Establishing and maintaining a secure, successful Splunk deployment starts with having the right data. You'll need to plan and implement common framework structures around the system and the data itself in order for the right data to be in place. You should define your requirements and then develop policies that adhere to those requirements, while adhering to a structure-based framework for event management activities, including event generation, transmission, storage, analysis, retention, and disposal.
What are the benefits of effective data availability and retention?
While some businesses are more time-sensitive than others, maintaining data availability is essential for the performance and business continuity of any organization. If you were to lose access to mission-critical data, your IT operations could grind to a halt or you could miss a key piece of evidence that points to a major breach, resulting in financial costs and damage to the reputation of your organization. Benefits of a proper data governance program include:
- Control of your data lifecycle. Data storage requirements can place data in hot, warm, and cold alternatives to manage your data through its lifecycle and availability needs.
- Continuity of service. Highly available deployments allow for "always on" access.
- High-level performance. Efficiently optimize the storage and overall cost of managing and maintaining data, based on the usage/demand patterns.
- Secure data. Prevent data from being misused, and keep it secure at rest and in transit.
What are data availability and retention best practices?
Splunk recommends best practices around event generation and storage to help preserve and protect the confidentiality, integrity, and availability of security data. Along with a well established data governance program, you should consider a few essential metrics to monitor when evaluating the data availability of your environment:
- Security alerts. Data availability isn’t just about application monitoring and response. It is also about ensuring your information is protected. Proper monitoring of security alerts and warnings should be a priority of any organization. Your applications may be running perfectly while your intellectual property may be walking out the front door.

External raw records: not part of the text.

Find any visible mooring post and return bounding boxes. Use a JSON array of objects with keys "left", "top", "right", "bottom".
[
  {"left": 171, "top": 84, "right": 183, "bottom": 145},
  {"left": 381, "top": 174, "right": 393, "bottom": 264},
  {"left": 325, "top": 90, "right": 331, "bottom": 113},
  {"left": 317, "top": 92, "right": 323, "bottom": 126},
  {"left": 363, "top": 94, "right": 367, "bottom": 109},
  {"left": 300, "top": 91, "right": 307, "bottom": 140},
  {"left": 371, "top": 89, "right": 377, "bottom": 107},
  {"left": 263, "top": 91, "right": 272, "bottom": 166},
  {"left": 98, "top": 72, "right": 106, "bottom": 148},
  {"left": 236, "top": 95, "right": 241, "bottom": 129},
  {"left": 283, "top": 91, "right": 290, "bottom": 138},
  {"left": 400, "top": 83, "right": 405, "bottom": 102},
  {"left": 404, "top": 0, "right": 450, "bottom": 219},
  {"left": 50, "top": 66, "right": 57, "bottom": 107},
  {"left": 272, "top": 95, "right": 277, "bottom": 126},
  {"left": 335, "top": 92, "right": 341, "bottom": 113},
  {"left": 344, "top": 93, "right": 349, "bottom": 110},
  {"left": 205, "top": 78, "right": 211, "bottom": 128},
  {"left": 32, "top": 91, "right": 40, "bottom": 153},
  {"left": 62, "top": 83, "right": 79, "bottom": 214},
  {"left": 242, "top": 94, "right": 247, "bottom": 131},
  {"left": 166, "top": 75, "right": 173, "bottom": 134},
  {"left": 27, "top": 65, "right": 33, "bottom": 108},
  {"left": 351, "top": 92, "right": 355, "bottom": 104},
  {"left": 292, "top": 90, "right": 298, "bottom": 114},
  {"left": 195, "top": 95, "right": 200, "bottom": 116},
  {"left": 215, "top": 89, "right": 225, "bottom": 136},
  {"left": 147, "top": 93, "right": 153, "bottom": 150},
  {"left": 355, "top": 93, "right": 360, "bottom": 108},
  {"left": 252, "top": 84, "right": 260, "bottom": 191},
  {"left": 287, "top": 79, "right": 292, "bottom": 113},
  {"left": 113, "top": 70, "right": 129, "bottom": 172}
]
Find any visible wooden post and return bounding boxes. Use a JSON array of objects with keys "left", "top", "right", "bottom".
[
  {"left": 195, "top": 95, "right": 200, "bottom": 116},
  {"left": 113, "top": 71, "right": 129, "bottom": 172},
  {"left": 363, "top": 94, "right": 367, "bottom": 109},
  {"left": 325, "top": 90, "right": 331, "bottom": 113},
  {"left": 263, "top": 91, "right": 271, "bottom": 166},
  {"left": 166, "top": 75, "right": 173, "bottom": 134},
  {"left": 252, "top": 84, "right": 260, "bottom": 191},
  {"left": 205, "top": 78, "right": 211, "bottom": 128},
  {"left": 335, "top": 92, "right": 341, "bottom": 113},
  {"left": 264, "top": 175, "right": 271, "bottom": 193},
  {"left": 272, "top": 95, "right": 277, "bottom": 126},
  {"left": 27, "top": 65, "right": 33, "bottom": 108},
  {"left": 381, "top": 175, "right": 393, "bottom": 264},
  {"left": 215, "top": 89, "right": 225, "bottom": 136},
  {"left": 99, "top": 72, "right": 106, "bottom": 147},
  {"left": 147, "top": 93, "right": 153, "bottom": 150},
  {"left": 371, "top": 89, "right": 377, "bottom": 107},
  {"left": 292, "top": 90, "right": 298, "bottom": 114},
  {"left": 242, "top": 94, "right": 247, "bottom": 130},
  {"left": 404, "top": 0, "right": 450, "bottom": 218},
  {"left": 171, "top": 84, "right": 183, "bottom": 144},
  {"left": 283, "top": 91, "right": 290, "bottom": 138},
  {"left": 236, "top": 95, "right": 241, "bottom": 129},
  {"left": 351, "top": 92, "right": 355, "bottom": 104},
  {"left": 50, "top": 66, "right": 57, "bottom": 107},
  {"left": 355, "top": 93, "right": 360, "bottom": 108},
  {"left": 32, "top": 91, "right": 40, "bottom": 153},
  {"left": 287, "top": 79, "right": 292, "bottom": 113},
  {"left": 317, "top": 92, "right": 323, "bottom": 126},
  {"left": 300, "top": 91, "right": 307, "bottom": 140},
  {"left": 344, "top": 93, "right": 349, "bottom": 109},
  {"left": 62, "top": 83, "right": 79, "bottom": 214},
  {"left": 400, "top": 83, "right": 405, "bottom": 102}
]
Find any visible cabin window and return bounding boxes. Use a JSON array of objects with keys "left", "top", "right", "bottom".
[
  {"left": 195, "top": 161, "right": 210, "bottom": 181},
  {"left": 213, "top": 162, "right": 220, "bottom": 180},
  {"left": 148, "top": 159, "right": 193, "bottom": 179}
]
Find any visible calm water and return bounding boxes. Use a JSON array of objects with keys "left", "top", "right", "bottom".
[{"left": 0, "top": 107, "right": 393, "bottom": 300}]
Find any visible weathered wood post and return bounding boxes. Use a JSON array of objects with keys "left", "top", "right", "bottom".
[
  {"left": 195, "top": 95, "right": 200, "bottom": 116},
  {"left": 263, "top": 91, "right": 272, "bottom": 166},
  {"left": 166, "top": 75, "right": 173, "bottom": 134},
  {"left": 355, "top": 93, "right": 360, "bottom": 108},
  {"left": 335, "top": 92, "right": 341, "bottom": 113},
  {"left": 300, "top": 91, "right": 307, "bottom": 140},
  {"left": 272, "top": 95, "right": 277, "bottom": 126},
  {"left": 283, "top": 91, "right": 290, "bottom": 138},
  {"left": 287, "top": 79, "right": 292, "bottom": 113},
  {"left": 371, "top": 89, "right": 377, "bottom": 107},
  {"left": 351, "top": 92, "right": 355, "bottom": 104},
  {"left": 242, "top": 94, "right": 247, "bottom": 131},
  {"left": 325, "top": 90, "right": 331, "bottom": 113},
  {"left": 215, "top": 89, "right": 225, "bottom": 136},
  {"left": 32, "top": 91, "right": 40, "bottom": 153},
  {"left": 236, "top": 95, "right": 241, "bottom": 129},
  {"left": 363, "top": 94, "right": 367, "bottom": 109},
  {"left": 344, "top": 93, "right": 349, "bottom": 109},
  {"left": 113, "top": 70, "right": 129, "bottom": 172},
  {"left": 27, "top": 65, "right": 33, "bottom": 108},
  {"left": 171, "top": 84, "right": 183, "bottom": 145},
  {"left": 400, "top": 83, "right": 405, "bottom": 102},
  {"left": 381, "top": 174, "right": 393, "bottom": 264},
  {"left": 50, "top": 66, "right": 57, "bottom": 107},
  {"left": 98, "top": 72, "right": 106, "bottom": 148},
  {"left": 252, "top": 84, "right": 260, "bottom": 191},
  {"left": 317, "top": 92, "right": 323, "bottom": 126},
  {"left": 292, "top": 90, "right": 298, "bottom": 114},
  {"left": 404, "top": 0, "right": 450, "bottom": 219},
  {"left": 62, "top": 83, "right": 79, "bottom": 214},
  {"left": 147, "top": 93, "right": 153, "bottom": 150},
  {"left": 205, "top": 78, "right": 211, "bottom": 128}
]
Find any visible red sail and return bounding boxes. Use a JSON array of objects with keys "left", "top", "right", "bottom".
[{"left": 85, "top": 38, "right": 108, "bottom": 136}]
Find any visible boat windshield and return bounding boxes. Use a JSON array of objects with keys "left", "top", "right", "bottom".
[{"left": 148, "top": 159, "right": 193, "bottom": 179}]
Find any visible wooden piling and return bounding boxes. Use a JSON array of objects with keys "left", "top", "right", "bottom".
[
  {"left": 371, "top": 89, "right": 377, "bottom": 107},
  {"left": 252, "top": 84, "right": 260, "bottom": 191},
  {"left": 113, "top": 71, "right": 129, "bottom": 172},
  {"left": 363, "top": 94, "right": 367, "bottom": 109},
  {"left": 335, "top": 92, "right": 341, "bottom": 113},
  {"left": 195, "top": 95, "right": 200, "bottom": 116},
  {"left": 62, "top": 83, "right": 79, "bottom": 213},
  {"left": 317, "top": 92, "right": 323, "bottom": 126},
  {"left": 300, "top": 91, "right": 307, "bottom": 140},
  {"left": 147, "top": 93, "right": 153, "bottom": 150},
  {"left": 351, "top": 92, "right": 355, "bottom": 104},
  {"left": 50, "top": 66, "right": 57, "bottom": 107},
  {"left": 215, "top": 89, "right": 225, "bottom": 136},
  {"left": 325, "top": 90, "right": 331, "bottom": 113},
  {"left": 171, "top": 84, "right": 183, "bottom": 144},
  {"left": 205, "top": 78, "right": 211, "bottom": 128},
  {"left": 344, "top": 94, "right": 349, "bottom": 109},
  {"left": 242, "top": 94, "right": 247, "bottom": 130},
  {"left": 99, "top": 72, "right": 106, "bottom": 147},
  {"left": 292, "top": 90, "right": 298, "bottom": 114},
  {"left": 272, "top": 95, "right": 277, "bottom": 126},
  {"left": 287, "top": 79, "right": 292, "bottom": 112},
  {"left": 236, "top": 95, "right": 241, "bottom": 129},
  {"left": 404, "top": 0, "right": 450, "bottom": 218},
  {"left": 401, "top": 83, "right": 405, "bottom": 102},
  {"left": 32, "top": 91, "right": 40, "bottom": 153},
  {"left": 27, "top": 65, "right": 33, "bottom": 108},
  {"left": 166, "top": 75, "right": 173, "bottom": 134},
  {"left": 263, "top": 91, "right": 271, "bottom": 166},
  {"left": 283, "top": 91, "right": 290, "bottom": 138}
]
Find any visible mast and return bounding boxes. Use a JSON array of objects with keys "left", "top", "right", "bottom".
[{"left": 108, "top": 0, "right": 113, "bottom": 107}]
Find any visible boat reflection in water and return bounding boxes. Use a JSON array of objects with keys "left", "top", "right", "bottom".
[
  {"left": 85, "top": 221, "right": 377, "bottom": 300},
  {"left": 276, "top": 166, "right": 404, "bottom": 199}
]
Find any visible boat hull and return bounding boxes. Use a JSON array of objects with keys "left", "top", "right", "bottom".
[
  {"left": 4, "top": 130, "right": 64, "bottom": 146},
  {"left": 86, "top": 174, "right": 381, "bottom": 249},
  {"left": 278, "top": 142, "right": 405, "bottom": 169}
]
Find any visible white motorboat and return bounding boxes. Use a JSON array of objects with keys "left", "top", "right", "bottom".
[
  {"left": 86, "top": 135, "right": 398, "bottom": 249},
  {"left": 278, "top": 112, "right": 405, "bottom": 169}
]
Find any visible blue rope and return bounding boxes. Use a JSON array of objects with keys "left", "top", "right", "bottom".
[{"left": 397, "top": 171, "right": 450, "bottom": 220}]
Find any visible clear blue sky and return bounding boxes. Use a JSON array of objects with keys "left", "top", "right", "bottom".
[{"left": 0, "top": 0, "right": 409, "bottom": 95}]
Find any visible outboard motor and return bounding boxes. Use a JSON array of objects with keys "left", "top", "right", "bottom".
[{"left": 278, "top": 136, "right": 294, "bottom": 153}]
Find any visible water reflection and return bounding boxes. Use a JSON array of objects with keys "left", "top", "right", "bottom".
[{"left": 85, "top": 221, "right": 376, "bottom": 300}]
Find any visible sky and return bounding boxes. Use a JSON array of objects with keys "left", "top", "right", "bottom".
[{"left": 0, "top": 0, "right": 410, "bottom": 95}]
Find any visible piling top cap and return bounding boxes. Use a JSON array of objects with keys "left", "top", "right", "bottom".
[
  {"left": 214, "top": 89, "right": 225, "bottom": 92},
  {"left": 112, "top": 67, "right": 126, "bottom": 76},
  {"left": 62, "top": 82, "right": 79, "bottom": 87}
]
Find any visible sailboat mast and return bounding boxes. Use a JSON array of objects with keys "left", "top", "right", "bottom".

- Idle connections. Idle connections suck up resources, congest networks, and impact system performance. Idle connections can also indicate a problem and provide gaps in data availability.
- Long-running queries, commands, or jobs. This applies not just to database queries or jobs, but also to commands and backups. These types of digital actions can be an indicator of poor system health, slow disk speeds, CPU or other resource contention, or even deeper systematic problems.
- Disk input/output. Disk IO typically refers to the input/output operations of the system related to disk activity. Tracking disk I/O can help identify bottlenecks, poor hardware configurations, improperly sized disks, or poorly tuned disk layouts for a given workload.
- Memory. Monitoring memory helps you look into traffic jams or leaks, identify improperly sized systems, understand loads, and spikes in activity. In addition, knowing about memory-intensive patterns can help you anticipate availability demands.
- Disk space. Disk space monitoring is available in many forms, and utilizing it as a metric can prevent unnecessary problems and costly efforts to introduce more space.
- Errors and alerts. Errors, alerts, and recovery messages in the logs are another good metric to consider. Adding log monitoring for FATAL, PANIC, and key ERROR messages can help you identify issues that your availability solution is frequently recovering from, such as system or application crashes, core dumps, or errors requiring system downtime.